2.5. Data access and security
Access to ADNI data is restricted to those who are site participants and those who have applied for access and received approval from the Data Sharing and Publication Committee (DPC). Different levels of user access control the system features available to an individual. Those at the acquisition sites are able to upload data for subjects from their site but are not able to access data from other sites, whereas the imaging core leaders may upload, download, edit, or delete data. All data uploads, changes, and deletions are logged.
The ADNI DPC oversees access by external investigators. An online application and review feature is integrated into the LDA so that applicant information and committee decisions are recorded in the database and the e-mail communications acknowledging application receipt, approval, or disapproval are automatically generated. Approved ADNI data users are required to submit annual progress reports, and the online system provides mechanisms for this function along with related tasks, such as adding team members to an approved application and receiving manuscripts for DPC review. All data accesses are logged and numbers of uploaded and downloaded image data are available to project managers through interactive project summary features.
More than 100,000 image datasets (more than five million files) and related clinical imaging, biomarker, and genetic datasets are available to approved investigators. More than 800,000 downloads of raw, pre-, and postprocessed scans have been provided to authorized investigators. Downloads of the clinical, biomarker, image analysis results and genetic data have been downloaded more than 4,300 times.
Data download activity has increased each year since the data became available, increasing from 154,200 image data-sets downloaded in 2007 to almost 290,000 image datasets downloaded in 2009. With users from across the globe accessing the archive, activity occurs around the clock ().

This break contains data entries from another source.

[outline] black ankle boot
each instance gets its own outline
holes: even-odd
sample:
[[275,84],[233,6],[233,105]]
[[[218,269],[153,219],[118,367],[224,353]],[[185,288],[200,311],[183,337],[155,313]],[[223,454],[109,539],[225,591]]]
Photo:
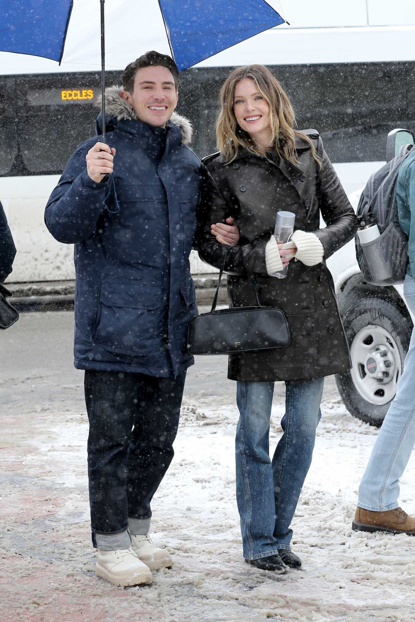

The number of image downloads by hour of the day shows maximum activity occurring during U.S. working hours but still a significant amount of activity at other times in line with the numbers of investigators inside and outside the U.S.
2.6. Data management
With responsibilities for data and access oversight and administration spread across multiple institutions, we built a set of components to help those involved manage portions of the study. These include a set of data user management tools for reviewing data use applications, managing manuscript submissions, and sending notifications to investigators whose annual ADNI update is due (), and also a set of project summary tools that support interactive views of upload and download activities by site, user, time period, and provide exports of the same (). Other information, documents, and resources geared toward apprising investigators about the status of the study and data available in the archive are provided through the website.
Fig. 6 Project summary components include a tabular listing (above) and a graphical representation (below). Specific sites and time ranges control the information displayed and tabular data may be exported for use, such as in reports and in further analysis. (more ...)
User management components support the work of the DPC, the body charged with reviewing, approving, and tracking ADNI data usage and related publications.